Appen ((APX)) continues to build on its performance record in artificial intelligence (AI) and machine learning while its market is growing rapidly. The industry is highly fragmented, brokers note, and Appen’s early emergence as a leader should place it on a sustainable footing and provide the opportunity for strategic acquisitions.
Wilsons bases its view on a strong track record and high-quality customers, observing Appen accurately analyses increasingly vast quantities of data in a timely manner and at a competitive price, with an ability to adapt. There are two main global operators in this area and a material gap down to the third. The only one with comparable scale and customer base is the unlisted Lionbridge.
The AI market is expected to grow at 36.5% out to 2025, according to various reports, and is likely to hit US$400bn by 2025-26. Appen has reiterated guidance for margins in the high teens in FY20 and Wilsons highlights a dynamic strategy, which supplements organic growth with strategic acquisitions, anticipating FY20 revenue of $707m along with operating earnings (EBITDA) of $131m.

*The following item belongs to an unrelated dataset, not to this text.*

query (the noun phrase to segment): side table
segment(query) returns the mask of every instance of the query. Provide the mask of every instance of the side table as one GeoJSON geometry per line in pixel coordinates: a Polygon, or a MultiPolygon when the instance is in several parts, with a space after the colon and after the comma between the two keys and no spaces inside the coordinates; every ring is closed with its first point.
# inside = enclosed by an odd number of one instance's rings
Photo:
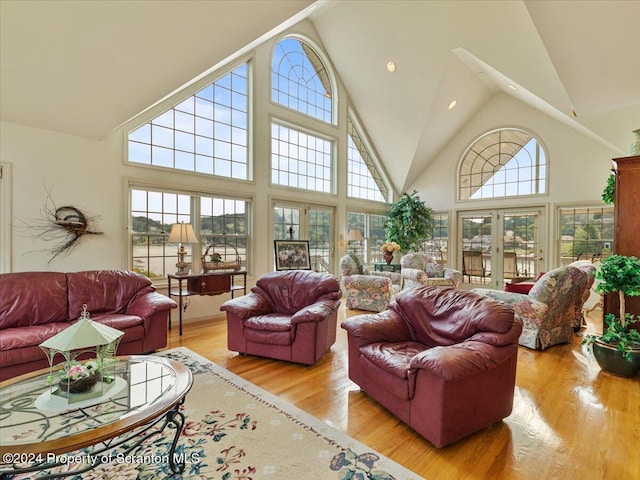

Macquarie retains operating earnings estimates of $136m and forecasts a compound growth rate of of 21.7% over 2019-25. Long-term opportunities are flagged in the Relevance division along with other options in government and autonomous vehicles.
The broker describes Appen as more a services company than a pure technology business. This means operating earnings margins are lower than at software firms such as Xero ((XRO)) and Altium ((ALU)) and, as a result, there is less operating leverage.
High margins and rising competition remain chief concerns, although Credit Suisse acknowledges the outlook for Appen is robust and the prospective market is growing. Back in May, Credit Suisse downgraded to Neutral believing an upgrade to forecasts was required to support the appreciation in the share price, and this could be challenging in the current environment.
The main risks for the business centre on customer concentration and limited visibility on revenue. Catalysts include the operating leverage that comes from improved execution and automation, underpinned by strong demand from major corporate customers as well as the government sector.
Macquarie understands the long-term viability of human-based data annotation remains a source of concern for investors along with the fact the majority of revenue comes from five of the largest global technology companies.
Appen, with a skew to the big techs and their specific requirements such as search, social media and e-commerce is considered more resilient to technological change. Moreover, in the broker’s assessment, humans are unlikely to be eliminated from the data annotation phase of AI development for quite some time.
Wilsons, not one of the seven stockbrokers monitored daily on the FNArena database, believes the “arms race” in artificial intelligence will continue unabated and Appen will be a net beneficiary. The broker initiates on the stock with an Overweight rating and $42.56 target while Macquarie initiated coverage last month with an Outperform rating and $38.00 target.
FNArena’s database has four Buy ratings and one Hold (Credit Suisse). The consensus target is $32.78, suggesting -10.6% downside to the last share price. Targets range from $30 (Credit Suisse) to $38 (Macquarie).